I'm attempting to parse the following log entry:

A, [2016-01-27T11:49:29.702997 #90] ANY -- : 2016-01-27 11:49:29 +0000 severity=INFO, {"method":"GET","path":"/404","format":"/","controller":"errors","action":"routing","status":200,"duration":4.45,"view":2.34,"db":0.0,"current_user":null,"current_user_id":null,"current_user_something":null,"request_ip":"127.0.0.1","@timestamp":"2016-01-27T11:49:29.702Z","@version":"1","message":"[200] GET /404 (errors#routing)"}

so I only get use part the includes

{"method": ......... routing)"}

(i.e. drop on the floor " A, [2016-01-27T11:49:29.702997 #90] ANY -- : 2016-01-27 11:49:29 +0000 severity=INFO, ")

which I believe will be filtered correctly using the default json filter. Can anyone help me break this out using grok (and/or/mutate/kv filtering)? so I can add this to my ES indices?

Thanks very much in advance!

You're on the right track in using a grok filter to remove the boring parts and using a json filter to parse the remainder. Try using http://grokconstructor.appspot.com/ to construct your grok expression. Its incremental construction feature should be helpful.

Try this:

filter {
    grok {
        match => ["message", "(?<fields_to_keep>{%{GREEDYDATA}})"]
    }

    json {
        source => "fields_to_keep"
    }

    mutate {
        remove_field => [ "fields_to_keep" ]

    }
}

Thanks very much for the assistance thus far!

How do I specify which fields to keep in my

    match => ["message", "(?<fields_to_keep>{%{GREEDYDATA}})"]

line? Until my colleague makes a modification to the logged output I can get the entries that I'm after by performing the following:

awk '{ print $11 $12 $13,$14 }' production.log > clean-production.log

though obviously I want to perform that ongoing at the logstash ingress stage.

I've used the grok constructor but I'm not quite sure I understand it correctly; I don't want to establish the fields I don't want as any particular entry (e.g. I don't care about
[2016-01-27T11:49:29.702997 #90] being [TOMCATDATESTAMP] etc), I just want to discard everything aside from the content between the {} inclusive...

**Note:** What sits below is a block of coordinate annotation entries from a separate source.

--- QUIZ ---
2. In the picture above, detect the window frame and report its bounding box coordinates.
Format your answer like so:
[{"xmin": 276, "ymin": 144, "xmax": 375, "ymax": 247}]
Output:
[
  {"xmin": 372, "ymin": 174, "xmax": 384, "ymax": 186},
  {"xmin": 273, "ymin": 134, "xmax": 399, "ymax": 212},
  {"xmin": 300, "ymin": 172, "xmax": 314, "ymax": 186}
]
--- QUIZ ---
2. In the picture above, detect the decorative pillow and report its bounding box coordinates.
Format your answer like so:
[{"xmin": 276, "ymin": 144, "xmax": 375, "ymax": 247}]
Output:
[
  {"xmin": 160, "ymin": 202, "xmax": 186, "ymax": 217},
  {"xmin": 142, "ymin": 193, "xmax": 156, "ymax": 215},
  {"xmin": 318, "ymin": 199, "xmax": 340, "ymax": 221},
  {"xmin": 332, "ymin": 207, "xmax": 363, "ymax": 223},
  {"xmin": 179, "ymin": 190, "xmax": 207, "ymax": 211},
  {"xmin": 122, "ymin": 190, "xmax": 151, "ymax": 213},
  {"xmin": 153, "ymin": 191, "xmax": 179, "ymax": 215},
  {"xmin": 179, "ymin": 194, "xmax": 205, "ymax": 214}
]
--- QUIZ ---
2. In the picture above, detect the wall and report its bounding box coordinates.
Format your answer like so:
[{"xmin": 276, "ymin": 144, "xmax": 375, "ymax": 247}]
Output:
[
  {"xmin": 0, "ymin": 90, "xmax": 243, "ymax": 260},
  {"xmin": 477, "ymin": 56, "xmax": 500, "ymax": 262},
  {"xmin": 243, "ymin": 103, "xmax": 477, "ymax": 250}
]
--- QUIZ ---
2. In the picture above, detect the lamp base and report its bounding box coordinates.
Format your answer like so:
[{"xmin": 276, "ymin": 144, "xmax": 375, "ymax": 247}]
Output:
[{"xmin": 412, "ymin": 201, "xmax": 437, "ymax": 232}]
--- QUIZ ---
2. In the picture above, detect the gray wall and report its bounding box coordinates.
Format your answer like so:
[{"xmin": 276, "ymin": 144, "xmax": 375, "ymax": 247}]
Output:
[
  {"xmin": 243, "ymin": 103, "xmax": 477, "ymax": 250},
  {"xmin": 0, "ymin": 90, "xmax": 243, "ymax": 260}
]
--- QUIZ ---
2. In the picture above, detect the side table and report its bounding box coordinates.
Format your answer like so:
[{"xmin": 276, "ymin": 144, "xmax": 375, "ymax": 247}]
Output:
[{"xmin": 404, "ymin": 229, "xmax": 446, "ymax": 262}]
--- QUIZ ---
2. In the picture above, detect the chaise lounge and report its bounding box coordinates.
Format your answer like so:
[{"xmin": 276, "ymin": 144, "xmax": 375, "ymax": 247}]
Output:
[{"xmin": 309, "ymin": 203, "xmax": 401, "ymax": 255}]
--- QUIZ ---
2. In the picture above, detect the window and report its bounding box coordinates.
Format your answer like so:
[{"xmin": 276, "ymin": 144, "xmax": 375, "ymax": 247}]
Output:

Thanks again for the help!

How do I specify which fields to keep in my ... line?

That expression just extracts everything between "{" and "}" (including the braces), which should work as long as the first "{" occurrence is the start of the JSON string you're interested in.

I've used the grok constructor but I'm not quite sure I understand it correctly; I don't want to establish the fields I don't want as any particular entry (e.g. I don't care about
[2016-01-27T11:49:29.702997 #90] being [TOMCATDATESTAMP] etc), I just want to discard everything aside from the content between the {} inclusive...

That's what @mick66's expression does. But again, if there are other curly braces in the string you might be in for a surprise.

Hi guys,

Thanks again for your help. @mick66 that's exactly what I was after, and @magnusbaeck thanks, I will make sure with my colleagues that there will be no unexpected braces anywhere!!